Other side effects have also been reported:

Common (may affect up to 1 in 10 people)

  • Temporary pain at the injection site
  • Temporary changes in your blood such as reduced red blood cells and reduced haemoglobin levels or changes in liver function, which will be shown by blood tests

Uncommon (may affect up to 1 in 100 people)

  • Rash
  • Itchy red wheals (urticaria)
  • Diarrhoea and nausea (feeling sick)
  • Temporary yellowing of the skin and whites of the eyes which usually return to normal after treatment (due to an increase in a substance made in the liver called bilirubin)
  • Positive Coombes test (blood test)

Not known (cannot be estimated from available data)

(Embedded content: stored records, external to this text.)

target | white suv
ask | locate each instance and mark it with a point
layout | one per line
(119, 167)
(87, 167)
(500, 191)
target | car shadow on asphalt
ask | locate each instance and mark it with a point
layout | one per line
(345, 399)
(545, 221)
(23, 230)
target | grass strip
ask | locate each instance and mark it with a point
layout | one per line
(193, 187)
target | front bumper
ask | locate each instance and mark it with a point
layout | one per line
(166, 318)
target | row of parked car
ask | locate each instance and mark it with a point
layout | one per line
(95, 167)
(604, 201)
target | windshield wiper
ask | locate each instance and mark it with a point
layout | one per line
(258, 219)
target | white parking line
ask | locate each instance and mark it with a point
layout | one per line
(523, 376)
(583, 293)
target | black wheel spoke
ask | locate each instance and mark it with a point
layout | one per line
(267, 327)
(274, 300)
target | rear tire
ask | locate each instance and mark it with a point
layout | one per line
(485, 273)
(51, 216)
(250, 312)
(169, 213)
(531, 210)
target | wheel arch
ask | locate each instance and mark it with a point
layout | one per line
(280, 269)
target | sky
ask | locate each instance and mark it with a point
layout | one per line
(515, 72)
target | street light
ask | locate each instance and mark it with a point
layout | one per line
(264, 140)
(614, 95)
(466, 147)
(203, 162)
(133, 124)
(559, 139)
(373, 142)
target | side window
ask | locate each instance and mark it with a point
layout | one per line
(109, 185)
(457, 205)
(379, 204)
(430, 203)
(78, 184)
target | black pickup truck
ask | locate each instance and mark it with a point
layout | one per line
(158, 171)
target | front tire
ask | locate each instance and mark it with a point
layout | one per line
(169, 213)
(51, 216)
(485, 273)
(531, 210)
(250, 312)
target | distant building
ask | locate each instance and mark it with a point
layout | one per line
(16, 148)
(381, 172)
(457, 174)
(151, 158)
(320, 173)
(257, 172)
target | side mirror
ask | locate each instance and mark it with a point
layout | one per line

  • High temperature and chills (fever)

Side effects that may show up in blood tests:

  • decrease in number of blood platelets (cells that help blood to clot - thrombocytopenia)
  • increase in levels of urea nitrogen and serum creatinine in the blood.

Reporting of side effects

If you get any side effects, talk to your doctor or nurse. This includes any possible side effects not listed in this leaflet. You can also report side effects directly via the Yellow Card Scheme – Website: www.mhra.gov.uk/yellowcard or search for MHRA Yellow Card in the Google Play or Apple App Store. By reporting side effects you can help provide more information on the safety of this medicine.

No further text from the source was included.